In this context, it may be worth noting that, this year, July 25 will be Qods Day.
Ukraine and American Policy Toward Russia
Hillary linked the current debate over how to deal with Russia to the American political class’s eager embrace of the George W. Bush administration’s “fraudulent case” for invading Iraq just over a decade ago:
“This is the bipartisan failure of our political class, that we buy into over and over again, based on assumptions of who we deem to be the bad guy…The foreign policy elite in the United States have acted, from day one after the collapse of the Soviet Union, like we defeated Russia, and we’ve acted that way ever since. What Putin represents is a rise to that attitude, that we defeated them. We have basically no response—there is no endgame in trying to bring Putin down, to bring Russia down. We’ve tried that in Iraq, in Libya, in Syria, and it has failed. And now we’re taking it to the doorsteps of one of the world’s historic superpowers, a power with nuclear weapons, a cyber army, dollars, and oil. This is not going to turn out well for us…
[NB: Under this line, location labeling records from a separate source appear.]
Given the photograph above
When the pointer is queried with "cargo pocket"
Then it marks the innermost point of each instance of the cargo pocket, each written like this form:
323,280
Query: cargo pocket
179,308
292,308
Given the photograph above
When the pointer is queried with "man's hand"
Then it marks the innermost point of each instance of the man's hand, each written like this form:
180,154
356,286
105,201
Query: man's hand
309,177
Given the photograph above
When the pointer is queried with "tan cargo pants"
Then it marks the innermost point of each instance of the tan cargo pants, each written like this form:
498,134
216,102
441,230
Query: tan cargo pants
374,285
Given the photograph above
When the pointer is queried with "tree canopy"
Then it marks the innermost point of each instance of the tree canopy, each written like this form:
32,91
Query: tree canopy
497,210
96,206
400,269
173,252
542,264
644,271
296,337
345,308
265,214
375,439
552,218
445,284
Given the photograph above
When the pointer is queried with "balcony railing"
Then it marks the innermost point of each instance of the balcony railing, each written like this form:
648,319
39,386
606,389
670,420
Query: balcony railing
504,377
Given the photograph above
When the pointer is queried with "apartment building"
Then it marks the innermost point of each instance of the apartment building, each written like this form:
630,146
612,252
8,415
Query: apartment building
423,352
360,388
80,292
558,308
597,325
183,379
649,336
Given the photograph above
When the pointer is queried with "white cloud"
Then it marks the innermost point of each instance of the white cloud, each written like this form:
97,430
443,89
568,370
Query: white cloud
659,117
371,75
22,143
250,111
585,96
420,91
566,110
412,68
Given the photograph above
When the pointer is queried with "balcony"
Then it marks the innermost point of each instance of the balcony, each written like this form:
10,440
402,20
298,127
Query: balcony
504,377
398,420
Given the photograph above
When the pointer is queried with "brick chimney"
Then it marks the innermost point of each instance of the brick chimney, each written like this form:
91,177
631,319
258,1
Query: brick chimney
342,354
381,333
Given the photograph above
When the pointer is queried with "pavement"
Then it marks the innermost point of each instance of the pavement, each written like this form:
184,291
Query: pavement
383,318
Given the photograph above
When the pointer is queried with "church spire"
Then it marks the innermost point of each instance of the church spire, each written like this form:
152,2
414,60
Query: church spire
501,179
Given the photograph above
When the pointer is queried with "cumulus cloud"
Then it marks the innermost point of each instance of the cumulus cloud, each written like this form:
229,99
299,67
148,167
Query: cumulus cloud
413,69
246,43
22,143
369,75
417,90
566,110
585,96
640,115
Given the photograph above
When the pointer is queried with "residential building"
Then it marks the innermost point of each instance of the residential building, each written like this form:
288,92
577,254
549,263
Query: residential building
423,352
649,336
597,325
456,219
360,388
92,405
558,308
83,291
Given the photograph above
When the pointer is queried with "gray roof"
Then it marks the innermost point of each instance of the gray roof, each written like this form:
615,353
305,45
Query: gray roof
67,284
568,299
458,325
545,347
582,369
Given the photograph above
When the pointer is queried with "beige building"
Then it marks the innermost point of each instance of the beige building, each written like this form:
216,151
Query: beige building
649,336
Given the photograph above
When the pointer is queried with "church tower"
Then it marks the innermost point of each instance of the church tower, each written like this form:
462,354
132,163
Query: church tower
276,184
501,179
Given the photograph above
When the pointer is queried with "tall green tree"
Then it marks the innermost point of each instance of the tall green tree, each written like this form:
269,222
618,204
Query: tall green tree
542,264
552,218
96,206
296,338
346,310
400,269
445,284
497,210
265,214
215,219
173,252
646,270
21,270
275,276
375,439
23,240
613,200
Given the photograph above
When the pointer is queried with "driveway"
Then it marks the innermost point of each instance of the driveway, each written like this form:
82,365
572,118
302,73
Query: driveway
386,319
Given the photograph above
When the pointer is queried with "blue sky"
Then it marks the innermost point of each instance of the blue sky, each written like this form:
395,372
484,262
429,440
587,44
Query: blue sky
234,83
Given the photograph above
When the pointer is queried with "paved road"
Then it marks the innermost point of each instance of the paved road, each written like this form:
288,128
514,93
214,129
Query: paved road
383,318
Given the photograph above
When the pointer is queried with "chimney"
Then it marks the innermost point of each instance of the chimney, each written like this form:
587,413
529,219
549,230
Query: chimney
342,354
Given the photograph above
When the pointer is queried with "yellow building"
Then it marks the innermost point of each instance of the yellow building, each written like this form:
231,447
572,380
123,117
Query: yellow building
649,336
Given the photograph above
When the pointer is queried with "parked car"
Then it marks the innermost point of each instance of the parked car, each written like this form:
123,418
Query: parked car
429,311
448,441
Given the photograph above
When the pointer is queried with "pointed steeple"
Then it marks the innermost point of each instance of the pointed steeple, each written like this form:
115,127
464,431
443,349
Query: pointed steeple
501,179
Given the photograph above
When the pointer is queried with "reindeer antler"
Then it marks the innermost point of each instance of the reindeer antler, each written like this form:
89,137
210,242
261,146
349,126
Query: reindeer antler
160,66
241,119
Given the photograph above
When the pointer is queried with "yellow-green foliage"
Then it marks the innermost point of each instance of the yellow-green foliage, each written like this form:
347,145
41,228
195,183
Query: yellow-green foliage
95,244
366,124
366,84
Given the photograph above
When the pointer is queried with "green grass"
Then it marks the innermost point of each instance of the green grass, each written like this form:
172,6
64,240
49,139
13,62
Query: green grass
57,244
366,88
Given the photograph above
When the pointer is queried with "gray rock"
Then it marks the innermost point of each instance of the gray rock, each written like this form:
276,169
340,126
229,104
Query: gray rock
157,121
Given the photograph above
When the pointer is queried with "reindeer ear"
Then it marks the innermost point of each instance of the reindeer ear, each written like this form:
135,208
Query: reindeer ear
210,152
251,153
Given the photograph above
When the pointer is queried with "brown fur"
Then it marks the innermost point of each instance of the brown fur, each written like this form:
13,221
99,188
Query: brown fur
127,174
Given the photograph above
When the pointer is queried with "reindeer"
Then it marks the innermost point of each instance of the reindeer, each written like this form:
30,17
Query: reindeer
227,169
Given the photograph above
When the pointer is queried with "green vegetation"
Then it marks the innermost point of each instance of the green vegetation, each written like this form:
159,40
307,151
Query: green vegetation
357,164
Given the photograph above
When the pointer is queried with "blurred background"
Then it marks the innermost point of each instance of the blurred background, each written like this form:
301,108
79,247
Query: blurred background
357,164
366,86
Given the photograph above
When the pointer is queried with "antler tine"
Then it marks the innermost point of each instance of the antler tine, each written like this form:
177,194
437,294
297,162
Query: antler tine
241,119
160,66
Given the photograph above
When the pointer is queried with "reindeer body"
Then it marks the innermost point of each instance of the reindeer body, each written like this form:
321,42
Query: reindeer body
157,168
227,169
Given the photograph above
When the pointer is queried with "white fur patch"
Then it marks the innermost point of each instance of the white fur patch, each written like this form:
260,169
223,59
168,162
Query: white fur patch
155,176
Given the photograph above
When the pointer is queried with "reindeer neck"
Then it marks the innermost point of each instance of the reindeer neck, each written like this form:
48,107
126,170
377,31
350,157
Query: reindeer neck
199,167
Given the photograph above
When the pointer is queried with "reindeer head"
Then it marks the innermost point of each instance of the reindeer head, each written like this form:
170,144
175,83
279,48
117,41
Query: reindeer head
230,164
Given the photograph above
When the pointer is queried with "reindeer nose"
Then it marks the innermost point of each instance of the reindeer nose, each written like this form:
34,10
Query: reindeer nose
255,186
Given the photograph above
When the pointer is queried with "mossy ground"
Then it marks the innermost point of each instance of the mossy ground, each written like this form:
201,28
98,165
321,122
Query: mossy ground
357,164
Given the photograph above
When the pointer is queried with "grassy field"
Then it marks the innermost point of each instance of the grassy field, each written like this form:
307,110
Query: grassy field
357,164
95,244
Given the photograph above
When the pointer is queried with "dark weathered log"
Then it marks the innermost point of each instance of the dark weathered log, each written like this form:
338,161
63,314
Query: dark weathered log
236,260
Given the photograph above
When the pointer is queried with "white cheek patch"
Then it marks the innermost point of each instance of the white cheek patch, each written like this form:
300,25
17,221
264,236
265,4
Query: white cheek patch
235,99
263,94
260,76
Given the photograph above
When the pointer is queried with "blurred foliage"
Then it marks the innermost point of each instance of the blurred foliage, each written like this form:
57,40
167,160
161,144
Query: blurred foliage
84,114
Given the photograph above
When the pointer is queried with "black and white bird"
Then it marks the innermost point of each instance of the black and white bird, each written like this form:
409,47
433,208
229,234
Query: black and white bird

This is about Russia’s reemergence to power and its challenge to the United States. It really does need to be dealt with on a Russian-American level, where there is an assurance that we will not encourage, support, or in any way facilitate—for Ukraine or any of these other countries close to Russia—their entrance into NATO. That is the red line for Putin, and if we could do that, that opens the door to conflict resolution. Everything else is noise.”